OpinionPREMIUM

TOM EATON | The Trump war doctrine: pre-emptive strikes on your puppets

Killing for peace is still trending after all these years

People walk near a mural of the Iran's Supreme Leader Ayatollah Ali Khamenei in Tehran, Iran, March 1 2026. Picture: (Majid Asgaripour)

The first few days of Operation Keep Trumpanyahu Out Of Jail have cloaked the Middle East in the fog of war, making pronouncements and predictions unwise. Still, a few things seem to be becoming slightly clearer.

The first is that the people of Iran have been freed from a brutal and tyrannical government, and may well have been freed from all government entirely.

According to Donald Trump, the US had been sizing up some possible puppets to install, but he and Benjamin Netanyahu had accidentally killed them, telling ABC “it’s not going to be anybody that we were thinking of because they are all dead. Second or third place is dead.”

In other words, there is now a strong possibility that if the Israeli-US war effort goes as planned, the people of Iran will soon be freed not only from tyranny but also from things like running water, electricity and the chance of rebuilding a functioning country.

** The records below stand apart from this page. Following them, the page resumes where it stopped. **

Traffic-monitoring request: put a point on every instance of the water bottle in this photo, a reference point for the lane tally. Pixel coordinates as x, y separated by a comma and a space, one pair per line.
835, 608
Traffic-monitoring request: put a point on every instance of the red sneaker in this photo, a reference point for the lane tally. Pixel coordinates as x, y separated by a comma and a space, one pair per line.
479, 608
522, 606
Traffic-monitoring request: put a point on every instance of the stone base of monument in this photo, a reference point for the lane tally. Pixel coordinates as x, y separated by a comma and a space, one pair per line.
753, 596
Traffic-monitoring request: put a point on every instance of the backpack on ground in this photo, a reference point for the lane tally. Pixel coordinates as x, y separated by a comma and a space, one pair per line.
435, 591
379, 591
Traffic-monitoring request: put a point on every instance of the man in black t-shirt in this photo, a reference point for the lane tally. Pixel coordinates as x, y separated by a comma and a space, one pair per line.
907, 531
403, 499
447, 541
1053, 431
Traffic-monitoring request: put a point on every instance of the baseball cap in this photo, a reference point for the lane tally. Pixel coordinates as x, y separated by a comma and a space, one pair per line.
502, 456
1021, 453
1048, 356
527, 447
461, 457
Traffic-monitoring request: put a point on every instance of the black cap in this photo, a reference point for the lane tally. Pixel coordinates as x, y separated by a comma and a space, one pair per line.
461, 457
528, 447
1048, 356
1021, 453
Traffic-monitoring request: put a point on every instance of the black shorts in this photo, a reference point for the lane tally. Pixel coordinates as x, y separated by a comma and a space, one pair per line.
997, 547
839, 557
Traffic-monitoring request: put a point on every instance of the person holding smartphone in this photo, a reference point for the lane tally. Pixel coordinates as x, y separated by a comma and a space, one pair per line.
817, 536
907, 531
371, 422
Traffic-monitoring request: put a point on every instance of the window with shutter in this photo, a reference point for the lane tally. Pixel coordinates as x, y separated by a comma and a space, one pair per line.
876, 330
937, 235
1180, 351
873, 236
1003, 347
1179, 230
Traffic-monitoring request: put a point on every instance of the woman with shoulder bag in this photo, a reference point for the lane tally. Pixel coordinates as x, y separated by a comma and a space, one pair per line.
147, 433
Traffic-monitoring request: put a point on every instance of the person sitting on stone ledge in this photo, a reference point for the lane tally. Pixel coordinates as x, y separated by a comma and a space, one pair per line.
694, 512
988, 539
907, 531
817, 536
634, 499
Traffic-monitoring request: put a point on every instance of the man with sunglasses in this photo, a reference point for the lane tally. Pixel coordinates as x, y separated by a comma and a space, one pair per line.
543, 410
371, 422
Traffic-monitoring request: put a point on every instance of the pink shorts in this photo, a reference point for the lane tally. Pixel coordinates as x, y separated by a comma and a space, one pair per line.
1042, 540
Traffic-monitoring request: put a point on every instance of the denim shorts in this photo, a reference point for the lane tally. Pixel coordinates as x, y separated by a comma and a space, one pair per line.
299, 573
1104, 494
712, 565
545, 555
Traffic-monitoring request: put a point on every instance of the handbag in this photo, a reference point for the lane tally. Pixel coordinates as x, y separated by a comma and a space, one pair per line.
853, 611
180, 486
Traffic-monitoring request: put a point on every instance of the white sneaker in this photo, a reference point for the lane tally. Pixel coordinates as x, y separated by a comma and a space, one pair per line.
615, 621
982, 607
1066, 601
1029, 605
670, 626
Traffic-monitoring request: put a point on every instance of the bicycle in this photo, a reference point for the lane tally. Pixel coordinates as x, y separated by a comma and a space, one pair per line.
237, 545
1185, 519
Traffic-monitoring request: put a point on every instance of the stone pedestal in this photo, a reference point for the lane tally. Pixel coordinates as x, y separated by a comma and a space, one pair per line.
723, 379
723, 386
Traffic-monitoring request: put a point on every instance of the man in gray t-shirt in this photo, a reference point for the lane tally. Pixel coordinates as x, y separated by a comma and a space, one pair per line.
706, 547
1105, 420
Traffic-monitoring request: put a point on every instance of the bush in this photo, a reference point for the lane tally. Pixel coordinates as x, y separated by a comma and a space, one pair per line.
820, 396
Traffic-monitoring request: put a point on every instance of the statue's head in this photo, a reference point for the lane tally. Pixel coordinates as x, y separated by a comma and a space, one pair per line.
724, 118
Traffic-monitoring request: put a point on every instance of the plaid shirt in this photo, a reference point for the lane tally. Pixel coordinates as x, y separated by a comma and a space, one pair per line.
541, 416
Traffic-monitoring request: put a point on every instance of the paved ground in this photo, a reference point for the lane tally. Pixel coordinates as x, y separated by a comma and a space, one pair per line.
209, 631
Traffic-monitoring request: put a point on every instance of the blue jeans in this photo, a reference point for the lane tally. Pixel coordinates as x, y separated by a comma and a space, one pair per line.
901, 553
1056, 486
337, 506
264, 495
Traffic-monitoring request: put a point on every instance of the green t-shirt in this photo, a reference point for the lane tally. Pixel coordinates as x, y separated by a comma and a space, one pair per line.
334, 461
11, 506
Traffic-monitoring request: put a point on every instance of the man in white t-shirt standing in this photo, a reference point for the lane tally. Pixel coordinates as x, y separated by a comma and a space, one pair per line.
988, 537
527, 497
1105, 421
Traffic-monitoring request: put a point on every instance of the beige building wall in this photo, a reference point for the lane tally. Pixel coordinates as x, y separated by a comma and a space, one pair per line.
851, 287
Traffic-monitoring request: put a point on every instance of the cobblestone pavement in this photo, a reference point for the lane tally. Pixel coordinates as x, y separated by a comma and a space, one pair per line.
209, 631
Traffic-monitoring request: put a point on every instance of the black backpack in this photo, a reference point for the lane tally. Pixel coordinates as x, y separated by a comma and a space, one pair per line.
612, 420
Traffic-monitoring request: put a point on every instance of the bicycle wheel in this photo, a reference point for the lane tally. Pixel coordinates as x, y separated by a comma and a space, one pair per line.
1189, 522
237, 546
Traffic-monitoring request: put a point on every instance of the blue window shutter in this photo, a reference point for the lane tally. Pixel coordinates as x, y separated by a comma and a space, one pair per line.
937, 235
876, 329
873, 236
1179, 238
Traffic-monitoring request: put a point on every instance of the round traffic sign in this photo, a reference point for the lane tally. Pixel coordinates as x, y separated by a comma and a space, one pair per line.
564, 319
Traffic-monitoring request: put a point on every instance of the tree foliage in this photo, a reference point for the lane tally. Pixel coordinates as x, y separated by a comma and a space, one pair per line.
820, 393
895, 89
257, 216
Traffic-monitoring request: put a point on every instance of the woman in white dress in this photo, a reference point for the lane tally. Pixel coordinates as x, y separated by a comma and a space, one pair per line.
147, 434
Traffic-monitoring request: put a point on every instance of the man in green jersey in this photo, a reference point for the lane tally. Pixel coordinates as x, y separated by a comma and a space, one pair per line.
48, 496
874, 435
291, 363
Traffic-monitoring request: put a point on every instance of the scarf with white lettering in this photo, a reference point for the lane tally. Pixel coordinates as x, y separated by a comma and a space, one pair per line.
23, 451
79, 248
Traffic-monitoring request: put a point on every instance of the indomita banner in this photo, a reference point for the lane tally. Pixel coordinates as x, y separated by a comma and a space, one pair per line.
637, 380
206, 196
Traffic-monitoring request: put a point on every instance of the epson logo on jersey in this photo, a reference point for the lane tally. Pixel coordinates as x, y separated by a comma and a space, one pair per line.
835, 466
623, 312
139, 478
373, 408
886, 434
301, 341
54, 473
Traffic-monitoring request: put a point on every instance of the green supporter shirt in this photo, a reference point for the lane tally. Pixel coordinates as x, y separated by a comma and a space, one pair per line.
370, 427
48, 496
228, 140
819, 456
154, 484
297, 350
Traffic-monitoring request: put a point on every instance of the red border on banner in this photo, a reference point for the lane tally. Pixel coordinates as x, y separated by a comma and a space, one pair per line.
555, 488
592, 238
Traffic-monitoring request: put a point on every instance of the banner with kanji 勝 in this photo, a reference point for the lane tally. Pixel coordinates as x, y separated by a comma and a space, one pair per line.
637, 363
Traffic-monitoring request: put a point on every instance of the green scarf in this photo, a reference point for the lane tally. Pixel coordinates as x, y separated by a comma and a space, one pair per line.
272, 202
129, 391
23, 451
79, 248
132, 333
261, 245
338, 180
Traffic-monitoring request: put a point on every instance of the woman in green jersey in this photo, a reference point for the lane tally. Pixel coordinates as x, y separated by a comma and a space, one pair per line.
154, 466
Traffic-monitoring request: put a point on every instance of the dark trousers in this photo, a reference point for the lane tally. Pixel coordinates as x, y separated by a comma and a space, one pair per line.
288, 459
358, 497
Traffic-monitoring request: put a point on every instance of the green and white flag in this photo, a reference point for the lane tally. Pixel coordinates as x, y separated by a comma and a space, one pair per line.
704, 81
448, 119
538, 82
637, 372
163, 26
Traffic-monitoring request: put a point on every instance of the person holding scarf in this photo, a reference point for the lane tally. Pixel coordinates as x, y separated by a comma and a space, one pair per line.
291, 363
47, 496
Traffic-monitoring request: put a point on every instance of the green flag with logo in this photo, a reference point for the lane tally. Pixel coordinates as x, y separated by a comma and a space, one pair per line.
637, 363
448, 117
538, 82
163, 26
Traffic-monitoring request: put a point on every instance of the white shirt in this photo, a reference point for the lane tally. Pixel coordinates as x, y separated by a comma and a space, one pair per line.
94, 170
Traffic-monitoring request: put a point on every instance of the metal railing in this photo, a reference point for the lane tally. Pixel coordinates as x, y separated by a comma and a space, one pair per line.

Second, given that Iran was in the middle of negotiations and had reportedly acceded to most of the US’s demands when it was attacked, it is now also clear that every country in the world needs a secret nuclear weapons programme, and pronto: American diplomacy might not be worth the paper it’s written on, but at least the Los Alamos gadget will always have your back.

Iran’s mistake, of course, was to have a weapons programme that was not only semi-secret but also semi-metaphysical, able to exist and not exist, or indeed to expand and compress spacetime, depending on who was looking at it and how they were polling at the time.

Last year, for example, having been Just Months From Having Nuclear Weapons™ since the 1980s, Iran had its ability to enrich uranium “completely and totally destroyed”, to quote Trump.

But in his state of the union address last week Trump revealed that Iran had once again started rebuilding its weapons programme, implying that it could rebound at an absolutely terrifying rate and ― wait, we have breaking news ― Iran had rebuilt and developed a nuclear arsenal since… Saturday?

Araghchi couldn’t have looked more flabbergasted than if a woman had made eye contact with him, because to be fair it was an astonishing question, implying that at least a few Americans believe far-flung US bases can stage first strikes on foreign countries but are not legitimate targets for retaliatory counterattacks.

Why, yes! Here’s CBS, recently bought by the ardently pro-Israel centibillionaire Ellison family, tweeting that Sunday’s episode of 60 Minutes would feature an interview with the son of the deposed shah (Trump’s fourth place, perhaps?) discussing “what happens to Iran’s nuclear weapons”. Geez, I suppose you live and learn.

Still, before we get too anxious we should remind ourselves that US technology isn’t omnipotent. Yes, the Pentagon has just signed a deal with OpenAI to do what rival tech giant Anthropic refused to — potentially allow the US to build a vast surveillance network at home while also developing robots that select targets without needing a kill order from a human being — but let’s not forget that even though the US can find a mullah in his loo in Tehran, it still hasn’t developed the technology to find a paedophile in government.

There is also very little chance that the US media will make things any clearer in the coming weeks. Consider NBC’s interview on Sunday with Iranian foreign minister Abbas Araghchi, during which an American journalist asked him how, if building missiles that could reach the US was a self-avowed red line for Tehran, it could justify attacking US military bases in Gulf states.

Araghchi couldn’t have looked more flabbergasted than if a woman had made eye contact with him, because to be fair it was an astonishing question, implying that at least a few Americans believe far-flung US bases can stage first strikes on foreign countries but are not legitimate targets for retaliatory counterattacks.

If only Emperor Hirohito had had NBC to cover Pearl Harbour, earnestly asking FDR why he was responding with such unreasonable and frankly distasteful aggression.

Yes, it’s almost futile trying to peer through the smoke right now. So perhaps in conclusion, let’s take a step back and give the last word to the man for whom all of this is being done and whose prospects of avoiding a jail cell grow brighter with every exploding bomb.

Netanyahu has come in for a lot of stick in the past few years, what with overseeing the killing of tens of thousands of women and children in Gaza, but he spoke true this weekend as he insisted that this war would “lead to peace”.

He is absolutely right. For thousands of years, war has always led to peace and this one will be no different. And nor will the next one, and the one after that, and the one after that.

• Eaton is an Arena Holdings columnist.